Distributed generation (DG) and net metering come in for substantial attention. S.1219 seeks to ensure more equitable, efficient treatment of distributed resources by requiring states to examine how they contribute to reliability and to update their regulations to make interconnection more reliable and efficient. In particular, states would be directed to assess net metering programs to consider effects on customers without DG, and determine whether net metering rates are “just and reasonable” and “not unduly preferential or discriminatory.”
Murkowski, at a press briefing announcing the bills, conceded that S.1219 would be highly controversial given the number of stakeholders—state regulators, utilities, private companies selling such systems, and homeowners and businesses—it would affect. But she insisted the time for such a debate had arrived given that Congress has not passed a comprehensive energy bill in nearly a decade.
Several of the bills deal directly with transmission issues. S.1217 seeks to streamline the federal permitting process for electrical transmission projects, which has been widely recognized as fraught with unnecessary delays. The bill would establish “an Interagency Rapid Response Team to streamline and enhance the transparency of the federal permitting process,” according to the briefing page. S.1220, meanwhile, adopts several recommendations in the QER regarding information sharing and coordination for cross-border projects.
A related bill, S.1221, requires regional reliability organizations to assess the impact of major new federal regulations on reliability. These assessments would be provided to the Federal Energy Regulatory Commission (FERC), and the agency issuing the regulation would be required to include statements on the effect on reliability.
Microgrids also get attention. S.1227 would promote microgrid technology, especially for microgrids in isolated communities (such as in Murkowski’s home state of Alaska). Microgrids powered by renewable generation would be supported by targets to displace conventional generation as such become economic.

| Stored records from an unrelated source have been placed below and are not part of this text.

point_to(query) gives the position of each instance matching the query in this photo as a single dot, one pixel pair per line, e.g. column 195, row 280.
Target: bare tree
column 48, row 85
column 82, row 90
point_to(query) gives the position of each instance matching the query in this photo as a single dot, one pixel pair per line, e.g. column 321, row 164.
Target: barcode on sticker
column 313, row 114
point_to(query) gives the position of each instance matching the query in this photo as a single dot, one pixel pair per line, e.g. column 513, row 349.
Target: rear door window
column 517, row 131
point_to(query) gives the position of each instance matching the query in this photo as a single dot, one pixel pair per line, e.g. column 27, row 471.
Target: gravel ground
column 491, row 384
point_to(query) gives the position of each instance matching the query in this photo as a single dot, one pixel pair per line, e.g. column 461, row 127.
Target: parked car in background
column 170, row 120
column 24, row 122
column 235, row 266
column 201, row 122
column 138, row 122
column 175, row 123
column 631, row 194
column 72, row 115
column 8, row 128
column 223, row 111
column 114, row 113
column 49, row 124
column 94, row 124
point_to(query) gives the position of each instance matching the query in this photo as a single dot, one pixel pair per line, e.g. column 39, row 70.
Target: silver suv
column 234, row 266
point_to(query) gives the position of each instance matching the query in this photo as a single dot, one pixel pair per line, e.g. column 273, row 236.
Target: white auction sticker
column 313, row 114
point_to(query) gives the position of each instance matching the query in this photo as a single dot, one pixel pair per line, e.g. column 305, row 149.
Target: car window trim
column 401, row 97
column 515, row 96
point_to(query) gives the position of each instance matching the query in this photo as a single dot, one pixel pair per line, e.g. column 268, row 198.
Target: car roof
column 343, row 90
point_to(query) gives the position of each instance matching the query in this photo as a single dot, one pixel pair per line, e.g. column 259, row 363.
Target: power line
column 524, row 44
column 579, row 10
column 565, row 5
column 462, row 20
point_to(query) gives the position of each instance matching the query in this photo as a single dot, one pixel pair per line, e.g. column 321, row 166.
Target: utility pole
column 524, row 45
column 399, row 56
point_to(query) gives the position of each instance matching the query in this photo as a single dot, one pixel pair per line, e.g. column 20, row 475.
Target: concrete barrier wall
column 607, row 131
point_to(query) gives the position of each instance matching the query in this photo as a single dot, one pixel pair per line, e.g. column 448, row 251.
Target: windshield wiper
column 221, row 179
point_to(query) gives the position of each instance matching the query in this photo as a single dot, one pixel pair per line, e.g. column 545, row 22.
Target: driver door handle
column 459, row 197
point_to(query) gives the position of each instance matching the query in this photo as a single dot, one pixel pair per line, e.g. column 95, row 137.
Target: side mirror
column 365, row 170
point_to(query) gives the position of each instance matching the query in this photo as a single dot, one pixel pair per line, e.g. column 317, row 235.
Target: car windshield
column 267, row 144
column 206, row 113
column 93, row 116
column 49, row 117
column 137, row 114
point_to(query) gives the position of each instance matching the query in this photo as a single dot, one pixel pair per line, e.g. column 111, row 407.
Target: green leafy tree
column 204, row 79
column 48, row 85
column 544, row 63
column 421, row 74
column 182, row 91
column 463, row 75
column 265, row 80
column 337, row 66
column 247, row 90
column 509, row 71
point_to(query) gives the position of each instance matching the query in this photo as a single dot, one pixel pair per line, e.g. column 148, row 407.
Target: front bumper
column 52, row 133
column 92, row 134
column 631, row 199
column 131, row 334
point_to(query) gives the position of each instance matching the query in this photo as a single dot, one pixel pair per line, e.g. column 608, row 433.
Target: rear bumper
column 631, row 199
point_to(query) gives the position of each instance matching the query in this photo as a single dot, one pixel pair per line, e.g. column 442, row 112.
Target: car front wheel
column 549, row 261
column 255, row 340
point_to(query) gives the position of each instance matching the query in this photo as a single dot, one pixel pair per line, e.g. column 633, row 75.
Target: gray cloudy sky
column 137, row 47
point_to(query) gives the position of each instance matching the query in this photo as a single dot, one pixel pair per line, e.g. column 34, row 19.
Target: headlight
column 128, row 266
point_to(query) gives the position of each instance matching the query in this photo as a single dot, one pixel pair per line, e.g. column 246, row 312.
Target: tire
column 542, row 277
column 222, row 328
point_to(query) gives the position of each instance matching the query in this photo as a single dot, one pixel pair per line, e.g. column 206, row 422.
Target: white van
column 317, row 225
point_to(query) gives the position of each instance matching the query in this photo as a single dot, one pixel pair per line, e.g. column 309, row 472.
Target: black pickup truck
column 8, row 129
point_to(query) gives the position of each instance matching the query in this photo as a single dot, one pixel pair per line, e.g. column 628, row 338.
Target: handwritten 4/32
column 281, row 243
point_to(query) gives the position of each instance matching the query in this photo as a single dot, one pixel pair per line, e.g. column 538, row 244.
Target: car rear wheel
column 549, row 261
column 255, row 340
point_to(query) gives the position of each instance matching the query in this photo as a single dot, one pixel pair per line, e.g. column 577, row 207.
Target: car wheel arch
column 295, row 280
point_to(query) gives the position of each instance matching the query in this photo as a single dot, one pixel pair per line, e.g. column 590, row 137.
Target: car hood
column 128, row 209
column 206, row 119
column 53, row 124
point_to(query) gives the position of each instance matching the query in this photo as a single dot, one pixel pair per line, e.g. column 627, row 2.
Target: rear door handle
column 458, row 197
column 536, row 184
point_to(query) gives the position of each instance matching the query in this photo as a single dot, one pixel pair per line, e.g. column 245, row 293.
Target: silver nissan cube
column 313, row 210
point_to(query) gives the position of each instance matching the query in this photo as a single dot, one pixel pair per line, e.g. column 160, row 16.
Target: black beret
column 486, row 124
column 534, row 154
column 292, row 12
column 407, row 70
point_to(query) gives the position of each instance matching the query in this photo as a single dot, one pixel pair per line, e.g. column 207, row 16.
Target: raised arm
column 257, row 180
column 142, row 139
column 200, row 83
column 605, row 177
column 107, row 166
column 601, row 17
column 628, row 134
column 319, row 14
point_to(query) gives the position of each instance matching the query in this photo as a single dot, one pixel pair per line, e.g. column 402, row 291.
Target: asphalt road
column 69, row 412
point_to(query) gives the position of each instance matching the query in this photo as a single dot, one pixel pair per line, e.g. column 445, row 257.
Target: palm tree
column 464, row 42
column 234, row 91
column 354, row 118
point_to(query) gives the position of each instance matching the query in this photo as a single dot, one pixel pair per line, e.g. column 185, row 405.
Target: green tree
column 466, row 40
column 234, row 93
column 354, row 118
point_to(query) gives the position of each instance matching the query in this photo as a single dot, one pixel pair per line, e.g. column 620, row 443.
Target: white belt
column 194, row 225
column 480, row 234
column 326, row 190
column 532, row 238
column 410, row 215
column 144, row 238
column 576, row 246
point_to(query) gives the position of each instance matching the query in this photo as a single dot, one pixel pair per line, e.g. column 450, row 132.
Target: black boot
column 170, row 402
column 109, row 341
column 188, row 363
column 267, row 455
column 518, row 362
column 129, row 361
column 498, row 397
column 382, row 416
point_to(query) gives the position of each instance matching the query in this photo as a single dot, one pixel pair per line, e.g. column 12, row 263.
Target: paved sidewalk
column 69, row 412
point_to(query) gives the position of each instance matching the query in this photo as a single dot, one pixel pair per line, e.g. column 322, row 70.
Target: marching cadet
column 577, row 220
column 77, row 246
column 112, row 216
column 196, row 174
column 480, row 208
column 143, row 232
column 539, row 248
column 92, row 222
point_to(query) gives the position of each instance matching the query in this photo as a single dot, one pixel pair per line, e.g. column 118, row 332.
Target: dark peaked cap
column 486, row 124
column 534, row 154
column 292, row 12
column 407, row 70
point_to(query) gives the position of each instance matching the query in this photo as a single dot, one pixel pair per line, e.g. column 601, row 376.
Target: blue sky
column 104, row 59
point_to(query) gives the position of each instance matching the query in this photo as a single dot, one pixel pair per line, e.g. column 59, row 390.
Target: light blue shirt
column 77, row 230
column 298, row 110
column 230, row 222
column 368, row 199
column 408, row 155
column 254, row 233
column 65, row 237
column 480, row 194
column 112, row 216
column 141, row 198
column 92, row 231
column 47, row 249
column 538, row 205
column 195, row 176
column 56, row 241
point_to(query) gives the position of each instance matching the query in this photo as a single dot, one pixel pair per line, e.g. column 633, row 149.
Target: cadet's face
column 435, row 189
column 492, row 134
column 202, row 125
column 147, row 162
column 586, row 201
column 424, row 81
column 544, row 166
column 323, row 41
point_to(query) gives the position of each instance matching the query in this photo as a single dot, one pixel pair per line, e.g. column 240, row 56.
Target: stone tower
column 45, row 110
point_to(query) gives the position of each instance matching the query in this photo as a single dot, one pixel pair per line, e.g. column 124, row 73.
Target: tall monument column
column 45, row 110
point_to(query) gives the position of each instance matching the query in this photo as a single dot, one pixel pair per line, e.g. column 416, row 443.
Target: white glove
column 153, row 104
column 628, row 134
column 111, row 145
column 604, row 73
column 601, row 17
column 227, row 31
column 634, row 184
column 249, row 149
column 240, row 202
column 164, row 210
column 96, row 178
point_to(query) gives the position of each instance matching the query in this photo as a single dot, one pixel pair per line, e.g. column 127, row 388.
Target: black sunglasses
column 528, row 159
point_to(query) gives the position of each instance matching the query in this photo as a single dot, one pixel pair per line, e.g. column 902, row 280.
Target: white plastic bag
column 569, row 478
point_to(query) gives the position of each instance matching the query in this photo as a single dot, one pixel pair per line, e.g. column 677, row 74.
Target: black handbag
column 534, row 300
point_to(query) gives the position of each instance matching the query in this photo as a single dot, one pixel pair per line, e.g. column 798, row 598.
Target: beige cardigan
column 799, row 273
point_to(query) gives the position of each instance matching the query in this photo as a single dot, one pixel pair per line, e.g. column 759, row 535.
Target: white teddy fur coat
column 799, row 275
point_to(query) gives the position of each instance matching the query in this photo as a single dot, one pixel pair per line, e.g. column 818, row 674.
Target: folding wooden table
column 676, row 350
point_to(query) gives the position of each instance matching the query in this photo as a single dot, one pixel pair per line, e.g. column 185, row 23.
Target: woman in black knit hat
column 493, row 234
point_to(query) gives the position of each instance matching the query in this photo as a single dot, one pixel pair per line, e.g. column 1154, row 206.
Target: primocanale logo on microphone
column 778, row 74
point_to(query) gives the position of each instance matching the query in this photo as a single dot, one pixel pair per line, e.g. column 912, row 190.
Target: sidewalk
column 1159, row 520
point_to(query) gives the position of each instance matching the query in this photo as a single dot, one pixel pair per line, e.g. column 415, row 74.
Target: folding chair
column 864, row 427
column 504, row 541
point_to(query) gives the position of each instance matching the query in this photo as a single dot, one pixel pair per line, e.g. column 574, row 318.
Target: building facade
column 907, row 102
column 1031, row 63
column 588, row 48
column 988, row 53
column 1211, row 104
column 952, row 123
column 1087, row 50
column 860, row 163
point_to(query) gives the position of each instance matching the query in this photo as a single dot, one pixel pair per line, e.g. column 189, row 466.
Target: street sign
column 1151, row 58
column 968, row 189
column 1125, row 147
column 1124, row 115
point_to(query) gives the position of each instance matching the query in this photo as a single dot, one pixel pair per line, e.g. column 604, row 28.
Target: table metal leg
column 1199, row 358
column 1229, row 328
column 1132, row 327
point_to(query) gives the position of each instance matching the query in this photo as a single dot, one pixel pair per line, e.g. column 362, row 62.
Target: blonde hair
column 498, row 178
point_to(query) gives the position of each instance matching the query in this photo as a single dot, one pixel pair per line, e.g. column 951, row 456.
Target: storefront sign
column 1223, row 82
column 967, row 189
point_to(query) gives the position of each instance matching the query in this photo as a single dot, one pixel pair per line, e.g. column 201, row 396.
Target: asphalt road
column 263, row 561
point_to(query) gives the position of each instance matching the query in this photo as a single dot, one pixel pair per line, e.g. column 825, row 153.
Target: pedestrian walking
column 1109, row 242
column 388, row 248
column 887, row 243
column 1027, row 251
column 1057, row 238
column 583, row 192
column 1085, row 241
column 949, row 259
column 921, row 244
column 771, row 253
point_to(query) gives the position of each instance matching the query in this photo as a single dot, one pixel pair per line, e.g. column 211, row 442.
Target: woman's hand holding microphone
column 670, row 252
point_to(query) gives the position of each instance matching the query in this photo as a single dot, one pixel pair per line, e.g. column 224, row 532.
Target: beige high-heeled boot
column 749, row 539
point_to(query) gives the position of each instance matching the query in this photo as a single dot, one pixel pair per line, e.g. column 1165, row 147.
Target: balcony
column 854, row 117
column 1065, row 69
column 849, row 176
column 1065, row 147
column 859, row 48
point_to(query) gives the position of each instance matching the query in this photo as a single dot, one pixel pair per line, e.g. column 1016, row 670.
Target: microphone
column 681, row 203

Two bills deal with the natural gas market. S.1230 calls for better coordination between the Bureau of Land Management (BLM) and state regulators on oil and gas production on federal lands. The BLM would be directed to work toward developing more consistent rules and procedures. Inconsistencies between state and federal rules have become an issue as oil and gas production from shale has exploded.
S.1216, meanwhile, revises the Natural Gas Act to provide for district court review of FERC civil penalties for market manipulation rather than appeal to the Circuit Courts. The Federal Power Act provides for such review, but the provision was inadvertently omitted from the Natural Gas Act, leading to disparate treatment of penalty cases depending on which act the alleged market manipulation fell under.
Water issues are also addressed. Like several of the other bills, S.1218 seeks to better coordinate federal treatment of “energy-water nexus activities,” primarily through better dissemination of data and more centralized oversight.
Other bills cover support for methane hydrate research (S.1215), tighten up requirements for existing DOE loan guarantees (S.1223), clarify regulatory treatment of condensate (S.1224), and overhaul the Strategic Petroleum Reserve (S.1231)
In addition to Murkowski’s bills, other committee members have introduced energy bills this week as part of the same process. Murkowski said all such bills would be considered for inclusion in the legislation. These include several seeking to streamline and support connection of renewable DG to the grid, speed up permitting for natural gas and other infrastructure, support grid modernization, limit natural gas exports, and support smart grids and cybersecurity.
While many of the provisions are certain to face an uphill battle in the full Senate and House of Representatives, Murkowski said she has been working closely with House energy committee chairman Fred Upton (R-Mich.) to ensure the bills can be matched up with similar provisions in the House during a conference committee.